— Ты что, совсем спятил? — первый приходит в себя Кениг.
— Да-а, это ты зря!
Ленцер ограничивается этим замечанием и продолжает читать.
Мейзель краснеет, как рак, и чувствует, что даже шея налилась кровью. Черт возьми! Какую скверную штуку он выкинул. Не стоило этого делать. Они все сегодня какие-то странные. Ну, наплевать! Сентиментальный слюнтяй!
Немного спустя в комнату возвращается Ридель. Мейзель все еще стоит у окна. Тот направляется прямо к нему.
— Что это значит?
— Ладно, я пошутил.
— Ты называешь это шуткой?
— Да, я называю это шуткой. А вообще тебе, ей-богу, не мешало бы проявлять побольше боевой беспощадности и суровости!
Ридель как-то жутко спокоен, и Мейзелю становится очень не по себе, когда тот, отчеканивая каждое слово, бросает ему в лицо:
— Боевая беспощадность и суровость… Ах ты, сволочь! Это ты только здесь, в тюрьме, до этого додумался! А где ты был тогда, мерзавец, когда действительно нужны были эта боевая беспощадность и суровость? Дерьмо ты этакое!

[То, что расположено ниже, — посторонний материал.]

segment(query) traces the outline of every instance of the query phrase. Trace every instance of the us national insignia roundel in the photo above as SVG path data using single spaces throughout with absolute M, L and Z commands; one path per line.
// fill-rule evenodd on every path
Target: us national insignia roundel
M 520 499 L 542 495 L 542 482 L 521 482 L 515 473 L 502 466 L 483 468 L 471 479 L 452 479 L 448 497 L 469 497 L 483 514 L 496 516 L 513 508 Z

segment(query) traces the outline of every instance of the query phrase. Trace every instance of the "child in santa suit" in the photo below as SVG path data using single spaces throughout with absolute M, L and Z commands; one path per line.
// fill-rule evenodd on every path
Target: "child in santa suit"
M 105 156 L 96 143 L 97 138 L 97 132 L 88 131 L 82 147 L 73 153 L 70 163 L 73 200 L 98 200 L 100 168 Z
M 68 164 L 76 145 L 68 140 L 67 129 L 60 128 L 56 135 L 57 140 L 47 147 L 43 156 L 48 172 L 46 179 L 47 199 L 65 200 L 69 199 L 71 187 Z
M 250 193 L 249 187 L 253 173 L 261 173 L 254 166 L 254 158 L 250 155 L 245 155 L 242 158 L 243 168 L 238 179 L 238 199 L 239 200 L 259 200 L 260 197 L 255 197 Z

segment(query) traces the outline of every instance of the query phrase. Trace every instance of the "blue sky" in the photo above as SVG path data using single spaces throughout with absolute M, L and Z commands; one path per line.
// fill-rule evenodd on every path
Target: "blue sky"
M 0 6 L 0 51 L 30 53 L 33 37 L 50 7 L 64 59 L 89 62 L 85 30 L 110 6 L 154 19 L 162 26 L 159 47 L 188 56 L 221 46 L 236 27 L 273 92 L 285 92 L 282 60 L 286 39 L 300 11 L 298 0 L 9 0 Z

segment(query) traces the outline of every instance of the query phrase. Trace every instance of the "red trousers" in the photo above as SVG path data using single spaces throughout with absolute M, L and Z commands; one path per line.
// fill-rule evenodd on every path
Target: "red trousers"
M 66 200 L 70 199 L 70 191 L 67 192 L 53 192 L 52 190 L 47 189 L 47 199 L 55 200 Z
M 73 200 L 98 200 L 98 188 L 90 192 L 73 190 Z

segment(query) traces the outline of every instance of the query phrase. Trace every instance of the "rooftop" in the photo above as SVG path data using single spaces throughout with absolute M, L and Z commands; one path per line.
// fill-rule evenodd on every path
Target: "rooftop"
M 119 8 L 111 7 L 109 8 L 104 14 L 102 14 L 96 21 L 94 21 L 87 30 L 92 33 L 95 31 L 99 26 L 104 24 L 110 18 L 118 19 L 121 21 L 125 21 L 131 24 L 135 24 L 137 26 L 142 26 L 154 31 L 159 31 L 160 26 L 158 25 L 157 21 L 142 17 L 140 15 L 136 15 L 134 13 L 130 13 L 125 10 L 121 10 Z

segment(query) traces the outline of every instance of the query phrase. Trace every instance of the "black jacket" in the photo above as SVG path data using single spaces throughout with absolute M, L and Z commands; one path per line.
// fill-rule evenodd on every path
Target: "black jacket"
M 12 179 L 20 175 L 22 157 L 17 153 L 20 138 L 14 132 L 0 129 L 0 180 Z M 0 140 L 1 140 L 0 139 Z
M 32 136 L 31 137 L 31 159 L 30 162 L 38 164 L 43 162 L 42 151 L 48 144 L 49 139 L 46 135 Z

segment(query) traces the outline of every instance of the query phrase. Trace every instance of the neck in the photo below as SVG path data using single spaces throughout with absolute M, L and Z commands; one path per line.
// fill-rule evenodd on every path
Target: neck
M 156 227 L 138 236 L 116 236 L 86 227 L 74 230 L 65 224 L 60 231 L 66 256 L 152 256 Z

— Я об этом донесу, так и знай!
Спокойствие Риделя иссякает. Он размахивается, ударяет Мейзеля и сбивает со стула. Тот вскакивает, бледный как полотно, и пытается вытащить из кармана револьвер, но не успевает, так как Ридель бросается к нему и одним ударом снова сбивает его с ног.
В это время Кениг, Ленцер и оба караульных из отделения «Б» вскакивают со своих мест и бросаются к дерущимся.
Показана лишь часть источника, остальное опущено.